Am Samstagabend traf Wanraure Hachinohe auf Vegalta Sendai im dritten Spieltag der J-League 2. Das Spiel endete mit einer knappen Niederlage für den Heimverein, die Gastgeber blieben gegen die Gäste aus Sendai chancenlos. Der Endstand von 0:2 spiegelt wider, dass Sendai die besseren Momente nutzte, während Hachinohe trotz höherer Ballbesitzanteile nicht zum entscheidenden Treffer kam.
Das Spielverlauf
T. Umeki eröffnete bereits in der 10. Minute die Punktezählung für die Gäste. Der Treffer sorgte für eine positive Stimmung bei Vegalta Sendai, die den Vorsprung über weite Strecken behaupteten. In der 63. Minute wurden dann mehrere Spieler ausgetauscht – D. Inazumi, F. Unoki, R. Sawakami, S. Otoizumi, H. Kamada und T. Umeki selbst verließen das Feld. Die vielen Wechsel deuten darauf hin, dass der Trainer das System zur Pause änderte.

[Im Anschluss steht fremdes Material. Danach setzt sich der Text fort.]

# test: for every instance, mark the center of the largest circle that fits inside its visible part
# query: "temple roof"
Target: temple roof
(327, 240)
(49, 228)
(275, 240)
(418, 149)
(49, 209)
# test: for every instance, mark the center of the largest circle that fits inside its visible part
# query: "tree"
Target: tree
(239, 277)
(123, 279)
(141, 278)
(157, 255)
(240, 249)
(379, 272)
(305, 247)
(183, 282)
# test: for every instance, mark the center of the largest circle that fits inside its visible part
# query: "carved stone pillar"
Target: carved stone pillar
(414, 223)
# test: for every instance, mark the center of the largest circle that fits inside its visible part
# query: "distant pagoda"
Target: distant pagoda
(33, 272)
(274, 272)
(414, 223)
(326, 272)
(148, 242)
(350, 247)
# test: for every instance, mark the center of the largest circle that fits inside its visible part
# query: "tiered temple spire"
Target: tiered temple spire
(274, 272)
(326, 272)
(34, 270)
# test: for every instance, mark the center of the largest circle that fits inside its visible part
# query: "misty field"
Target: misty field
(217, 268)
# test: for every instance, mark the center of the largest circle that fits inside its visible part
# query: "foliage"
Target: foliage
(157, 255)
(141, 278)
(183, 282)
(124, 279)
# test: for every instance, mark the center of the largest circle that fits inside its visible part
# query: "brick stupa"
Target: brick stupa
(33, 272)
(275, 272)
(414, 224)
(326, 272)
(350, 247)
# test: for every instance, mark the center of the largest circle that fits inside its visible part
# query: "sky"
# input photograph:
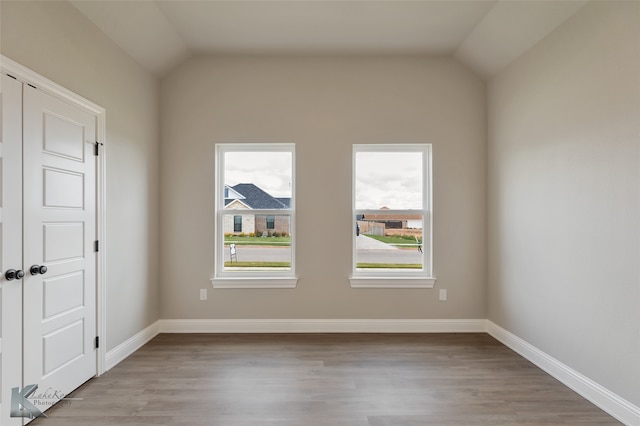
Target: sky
(390, 179)
(271, 171)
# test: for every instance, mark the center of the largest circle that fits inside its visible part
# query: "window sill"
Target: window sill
(254, 282)
(392, 282)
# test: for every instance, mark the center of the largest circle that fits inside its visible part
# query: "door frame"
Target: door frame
(30, 77)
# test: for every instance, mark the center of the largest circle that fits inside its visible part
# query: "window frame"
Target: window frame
(237, 223)
(250, 279)
(272, 222)
(372, 278)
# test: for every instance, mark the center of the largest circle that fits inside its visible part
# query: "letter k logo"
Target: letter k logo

In der 74. Minute folgten weitere Personalien: H. Iwabuchi und S. Nakano kamen für die Heimmannschaft. Zwei Minuten später, in der 81. Minute, wurden S. Araki und H. Ishii eingewechselt. R. Takao erhielt in der 82. Minute die Gelbe Karte, gefolgt von R. Matsui in der 88. Minute. H. Takeda erhöhte dann in der 90. Minute zum 0:2-Endstand.
Statistische Auswertung
Hachinohe dominierte mit 93 Angriffen gegen 66 der Gäste, doch die Effizienz fehlte. Bei 51 Prozent Ballbesitz blieben die Chancen auf der Strecke. Sendai hatte mit 66 Angriffen weniger, aber traf effizienter. Die Schussstatistik zeigt: Beide Mannschaften hatten jeweils 3 Treffer auf Ziel, doch nur Sendai nutzte diese Möglichkeiten.
Ecken: 3 für Hachinohe, 6 für Sendai. Freistöße: 13 gegenüber 19. Abseits: jeweils 1. Die gelben Karten – je eine pro Team – zeigen, dass das Spiel temporeich verlief, ohne dass es zu Eskalationen kam.
Tabellenbedeutung
Hachinohe bleibt mit 4 Spielen, 2 Siegen, 0 Unentschieden, 2 Niederlagen auf Platz 11 mit 6 Punkten. Sendai liegt mit 4 Spielen, 2 Siegen, 1 Unentschieden, 1 Niederlage auf Platz 6 mit 7 Punkten. Der Abstand zwischen den Teams bleibt bestehen, doch Sendai hat nun die Chance, sich weiter nach oben zu arbeiten.